La mort est arrivée une semaine avant Noël

Dans le village de Mallagun, Noël est éclipsé par le deuil de quarante personnes tuées. Le choc du massacre est profond. Des centaines de personnes se sont rassemblées pour un service funèbre interconfessionnel.

Ce camion a apporté vingt-trois cercueils à la cérémonie funéraire. csi

Le 22 décembre 2022, des centaines de chrétiens se sont rassemblés sur le terrain de football de l’école locale de Mallagun, à environ 240 kilomètres de la capitale du Nigéria, Abuja.

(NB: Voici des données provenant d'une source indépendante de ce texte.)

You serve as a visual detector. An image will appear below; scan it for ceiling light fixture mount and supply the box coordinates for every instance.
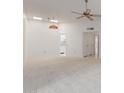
[48,17,59,30]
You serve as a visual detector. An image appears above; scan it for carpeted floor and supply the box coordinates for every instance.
[24,57,101,93]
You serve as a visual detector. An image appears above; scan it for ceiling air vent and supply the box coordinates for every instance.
[87,27,94,30]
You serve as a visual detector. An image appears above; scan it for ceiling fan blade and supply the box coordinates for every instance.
[72,11,83,15]
[76,15,85,19]
[90,14,101,17]
[86,15,93,21]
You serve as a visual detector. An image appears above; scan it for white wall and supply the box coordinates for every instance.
[24,20,60,61]
[24,18,101,61]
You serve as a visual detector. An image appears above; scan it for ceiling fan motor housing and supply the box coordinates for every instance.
[85,0,88,3]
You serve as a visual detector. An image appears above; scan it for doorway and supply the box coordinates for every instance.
[59,33,67,56]
[83,32,99,58]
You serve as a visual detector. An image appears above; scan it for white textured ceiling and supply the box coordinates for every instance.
[24,0,101,22]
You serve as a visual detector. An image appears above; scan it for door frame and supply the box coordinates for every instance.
[82,31,100,58]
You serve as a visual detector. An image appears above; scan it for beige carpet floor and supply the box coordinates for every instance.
[24,57,101,93]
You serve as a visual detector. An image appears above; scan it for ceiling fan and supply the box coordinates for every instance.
[72,0,101,21]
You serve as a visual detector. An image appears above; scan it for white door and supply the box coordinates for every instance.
[83,32,95,57]
[59,34,67,56]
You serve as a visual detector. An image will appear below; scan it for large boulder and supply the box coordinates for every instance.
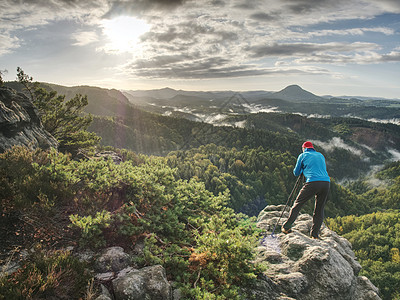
[0,86,58,152]
[112,265,172,300]
[255,205,381,300]
[95,246,131,273]
[93,247,172,300]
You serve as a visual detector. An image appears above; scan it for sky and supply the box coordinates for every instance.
[1,0,400,98]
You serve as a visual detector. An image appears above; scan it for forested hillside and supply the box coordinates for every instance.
[165,144,367,217]
[326,161,400,300]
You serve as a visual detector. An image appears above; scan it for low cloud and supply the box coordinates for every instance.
[234,120,247,128]
[313,137,363,156]
[242,103,281,114]
[345,115,400,126]
[388,149,400,161]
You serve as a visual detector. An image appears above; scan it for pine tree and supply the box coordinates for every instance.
[16,67,100,154]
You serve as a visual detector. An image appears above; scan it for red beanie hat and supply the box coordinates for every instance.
[302,141,314,148]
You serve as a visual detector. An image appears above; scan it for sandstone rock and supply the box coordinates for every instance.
[95,246,131,273]
[112,265,171,300]
[95,272,116,282]
[97,283,113,300]
[75,249,95,263]
[242,273,280,299]
[0,87,58,152]
[256,205,381,300]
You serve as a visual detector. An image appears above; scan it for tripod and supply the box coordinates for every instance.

Ce n’était toutefois pas la joie de Noël qui les avait amenés ici, mais la tristesse et la colère. Lorsque, vers midi, un grand camion chargé de cercueils est arrivé sur la place, la foule a éclaté en lamentations assourdissantes. Au final, vingt-trois cercueils étaient alignés sur la pelouse. Les morts provenaient du village de Mallagun lui-même, ainsi que de huit localités environnantes. Les corps de dix-sept autres victimes avaient déjà été enterrés au préalable.

« Comme autrefois à Bethléem et à Rama ! »

Lors de l’homélie funèbre, le père Benjamin Bala a décrit ce qui s’est passé le 18 décembre 2022, un dimanche soir : les premiers coups de feu ont été tirés peu après 23 heures. Les villageois ont tenté sans succès d’alerter les forces de sécurité de l’État. En quelques minutes, de nombreuses maisons étaient déjà en flammes. On entendait des personnes bloquées à l’intérieur crier à l’aide. Des bergers peuls militants ont été désignés comme les assaillants.

Le père Bala a eu recours à des comparaisons avec des massacres décrits dans la Bible : « Cette nuit-là, on pouvait entendre le pays de Mallagum, tout comme Bethléem et Rama autrefois, pleurer et se lamenter parce que ses enfants innocents étaient massacrés. (cf. Matthieu 2 : 16-18 et Jérémie 31 : 15). Ils étaient restés là, impuissants, espérant que de l’aide viendrait de quelque part. Puis ils ont entendu le crépitement d’une mitrailleuse qui se rapprochait. Ils se sont cachés. Des policiers courageux ont réussi à repousser les assaillants. »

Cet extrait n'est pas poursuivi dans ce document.